El Rol del Sumiller: Más que Servir un Buen Vino

El Rol del  Sumiller: Más que Servir un Buen Vino

Sumillería: El Arte de Crear Experiencias Únicas

En el mundo de la gastronomía, el rol del sumiller ha evolucionado más allá de simplemente servir un buen vino. Este profesional se convierte en un guía esencial que enriquece la experiencia culinaria del cliente, combinando conocimientos sobre vinos, cervezas, cafés y otros productos con una habilidad para contar historias y crear armonías perfectas entre bebidas y alimentos. Este artículo entrevistamos a Jesús Sanguino, experto sumiller que nos cuenta más sobre esta apasionante profesión cada vez más en auge.

Actualmente, los clientes cada vez están más formados gastronómicamente hablando. El sector del vino es fácil a la vez que complejo ¿Cómo definirías al cliente-consumidor de vinos actual?

La mayoría son cada vez más exigentes, tienen claro lo que quieren y eso es maravilloso para realizar nuestro trabajo, ya que nos obliga a esforzarnos y seguir aprendiendo.

Tras el protagonismo que los cocineros han adquirido en los últimos años, la sala se ha quedado un poco a la sombra ¿Podría pasar lo mismo en el sector del vino y que ser sumiller se pusiera de moda?

Sí; creo que ya estamos viviendo ese interés, aunque nos falta bastante para llegar a los niveles mediáticos de los cocineros. Desde las asociaciones del sector, se tiene muy presente la revalorización de la Sala. El mundo de la sumillería es apasionante, ya que debes tener conocimientos de vinos, cervezas, cafés, destilados, aceites...y un sinfín de productos que se traducen en una mejora del servicio, apostando siempre por la calidad. Además, existe un enriquecimiento personal constante, que no tiene límite porque van apareciendo nuevos productos en el mercado, diferentes tipos de elaboraciones, etc… Esta profesión tiene una riqueza personal y profesional inagotable. Nunca se está lo suficientemente formado, es un aprendizaje continuo ante los clientes y los nuevos productos.
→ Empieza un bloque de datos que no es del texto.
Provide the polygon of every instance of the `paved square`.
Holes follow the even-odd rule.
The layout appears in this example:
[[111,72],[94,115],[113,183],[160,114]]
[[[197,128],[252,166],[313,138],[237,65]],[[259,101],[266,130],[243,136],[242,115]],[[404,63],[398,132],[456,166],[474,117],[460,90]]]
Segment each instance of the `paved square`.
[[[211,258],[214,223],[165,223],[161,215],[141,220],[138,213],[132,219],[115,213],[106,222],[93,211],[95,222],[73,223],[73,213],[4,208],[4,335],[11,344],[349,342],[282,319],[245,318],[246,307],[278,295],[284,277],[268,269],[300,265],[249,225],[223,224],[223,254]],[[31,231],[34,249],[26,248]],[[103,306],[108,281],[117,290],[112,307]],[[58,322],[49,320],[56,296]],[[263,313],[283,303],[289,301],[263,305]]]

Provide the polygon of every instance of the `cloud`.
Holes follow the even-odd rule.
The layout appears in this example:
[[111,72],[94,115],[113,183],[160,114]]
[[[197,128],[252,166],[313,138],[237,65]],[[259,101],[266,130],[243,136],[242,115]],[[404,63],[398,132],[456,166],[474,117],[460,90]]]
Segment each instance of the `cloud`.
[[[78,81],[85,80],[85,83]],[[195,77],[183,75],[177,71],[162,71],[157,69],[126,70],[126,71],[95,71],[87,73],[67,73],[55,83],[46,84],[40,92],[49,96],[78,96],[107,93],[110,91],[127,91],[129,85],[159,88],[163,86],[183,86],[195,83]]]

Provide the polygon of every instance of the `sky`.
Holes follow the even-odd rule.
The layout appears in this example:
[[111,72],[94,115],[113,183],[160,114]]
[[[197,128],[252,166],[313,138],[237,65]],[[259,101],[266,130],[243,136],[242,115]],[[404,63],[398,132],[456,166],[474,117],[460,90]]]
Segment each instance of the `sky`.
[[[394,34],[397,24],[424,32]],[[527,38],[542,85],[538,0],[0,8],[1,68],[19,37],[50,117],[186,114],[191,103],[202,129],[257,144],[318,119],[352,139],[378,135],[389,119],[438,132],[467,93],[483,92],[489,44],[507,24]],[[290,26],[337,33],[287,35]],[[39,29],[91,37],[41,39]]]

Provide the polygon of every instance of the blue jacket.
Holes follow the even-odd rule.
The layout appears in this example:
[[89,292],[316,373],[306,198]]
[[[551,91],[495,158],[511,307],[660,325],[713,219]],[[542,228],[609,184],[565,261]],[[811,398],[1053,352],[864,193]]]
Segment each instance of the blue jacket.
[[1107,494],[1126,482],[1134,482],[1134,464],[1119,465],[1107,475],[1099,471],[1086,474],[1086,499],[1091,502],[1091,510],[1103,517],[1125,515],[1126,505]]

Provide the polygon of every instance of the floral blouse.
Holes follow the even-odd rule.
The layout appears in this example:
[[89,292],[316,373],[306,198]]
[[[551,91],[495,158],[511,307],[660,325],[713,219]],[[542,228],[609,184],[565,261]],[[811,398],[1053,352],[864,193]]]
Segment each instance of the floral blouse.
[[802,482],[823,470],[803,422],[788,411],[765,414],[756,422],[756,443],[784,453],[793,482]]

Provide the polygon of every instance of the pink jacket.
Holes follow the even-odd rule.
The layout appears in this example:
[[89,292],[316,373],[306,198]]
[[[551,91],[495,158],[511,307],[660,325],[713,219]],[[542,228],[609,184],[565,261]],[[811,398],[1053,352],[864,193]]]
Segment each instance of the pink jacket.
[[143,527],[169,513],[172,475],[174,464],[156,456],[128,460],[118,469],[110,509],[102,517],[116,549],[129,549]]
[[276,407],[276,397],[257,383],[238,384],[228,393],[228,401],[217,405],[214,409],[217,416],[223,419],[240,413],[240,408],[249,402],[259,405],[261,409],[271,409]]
Los profesionales de la sala claman porque se produzca una revolución-evolución en el servicio en pro de la calidad y el reconocimiento de la profesión ¿Está próxima o aún es algo que llegará a largo plazo?

Ya estamos asistiendo a esa revolución-evolución, aunque creo que se culminará en un medio plazo. Restaurantes con una cocina y productos de alta calidad (no tienen por qué ser caros ni prohibitivos) están apostando por la formación y reconocimiento del personal de sala, dentro de sus posibilidades.

Hay que mencionar que se han mantenido servicios en sala como limpiar un pescado o trinchar una pieza de carne a la vista del cliente; no se me olvidan esas Crepe Suzette flambeadas o un steak tartar con una buena Mise en place. Esta práctica, más habitual en restaurantes de nivel alto, está siendo cada vez más usual en los negocios de restauración ya que los clientes han cambiado. Preparar un plato o terminarlo frente al cliente es dar un servicio de 10 ya que puedes preguntarles cómo le gusta, poner o quitar ingredientes.

Eres todo un profesional del mundo del vino, Sumiller y Formador experto ¿Qué actitudes tiene que tener un alumno futuro sumiller? ¿Algún consejo?

Tras aprender de grandes enólogos, sumilleres, maitres… Lo más importante que he aprendido es la humildad y las ganas de aprender. Ya que los sumilleres no somos “jueces endiosados” y debemos un gran respeto a todas las personas que hay detrás de una botella de vino y también a los clientes. Somos el último eslabón para dar a conocer el producto y nuestra obligación es tratarlo cómo se merece (conservándolo correctamente, sirviéndolo a su temperatura idónea, en su copa, etc...). Hoy en día, no solo se valora el vino en la copa, su calidad, sino la historia que hay tras la botella. Un buen sumiller se debe interesar por conocer la historia del vino y presentarlo “con etiqueta” ante los clientes. No es lo mismo poner una copa de vino que servir una copa de vino; la percepción del cliente al probar ese vino será muy distinta ante un buen servicio.

¿Qué armonía nos recomendarías para presenciar un atardecer?

A la hora de realizar una buena armonía gastronómica necesitaremos: Una bebida (vino, cerveza, café…) + Comida (un plato o un producto como el queso)+Un buen ambiente +, por último y no por ello menos importante, una buena compañía.

Como armonía, hoy, no propongo excentricidades ni platos complicados con productos difíciles de conseguir o esos “aromas y sabores sublimes que encajan a la perfección….” (Como leí hace poco en una crítica gastronómica); si no que, propongo algo más sencillo, pero no menos interesante. “Armonía Extremeña” Jamón ibérico + Cava Extremeño + buena compañía = Disfrute asegurado.